Si la question est « nous avons déjà vibe codé le MVP et des clients l’utilisent », vous avez une horloge. Quatre-vingt-dix jours, et soit la fondation est remplacée soit le produit est éteint. Plus l’horloge tourne, plus la reconstruction coûte cher, et la reconstruction aura lieu de toute façon. Nous l’avons vu se dérouler sur six engagements clients cette dernière année. Cela se déroule à chaque fois. Cela se déroule plus vite que vous ne le pensez.

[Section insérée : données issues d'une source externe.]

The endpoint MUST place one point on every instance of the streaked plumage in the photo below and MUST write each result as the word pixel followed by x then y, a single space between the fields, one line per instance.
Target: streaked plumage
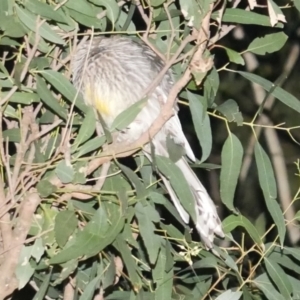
pixel 113 73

Le vrai choix du fondateur non technique

La question du vibe coding vs agentic coding est cadrée comme un combat entre deux techniques d’IA. Elle ne l’est pas. C’est une question d’étape habillée en outil.

Vous décidez, sur chaque surface produit, combien de temps vous voulez que le travail dure. Le vibe coding optimise pour la première version d’une réponse. L’agentic coding optimise pour la version qui survit à la deuxième version. Les deux ont leur place. Aucun des deux n’est une religion.

Les fondateurs qui réussissent traitent le vibe coding comme ils traitent un modèle financier au dos d’une serviette : utile, rapide, à jeter avant qu’il ne prenne une vraie décision à votre place. L’agentic coding est l’état financier audité. On ne pilote pas une entreprise depuis la serviette. On ne pilote pas non plus une entreprise depuis les vibes.

Si vous voulez une version plus affûtée de ce raisonnement appliquée à votre propre produit, c’est la moitié des conversations que nous avons en ce moment avec des fondateurs. Lisez notre texte sur ce qu’est réellement un MVP pour le cadrage que nous utilisons pour tracer la ligne. Et si vous décidez d’engager une software house, la même logique d’étape s’applique. Choisissez le partenaire dont le défaut est l’étape suivante, pas l’actuelle.

La synthèse tient en une phrase. Le vibe coding construit la question. L’agentic coding construit la réponse. Ne livrez pas la question.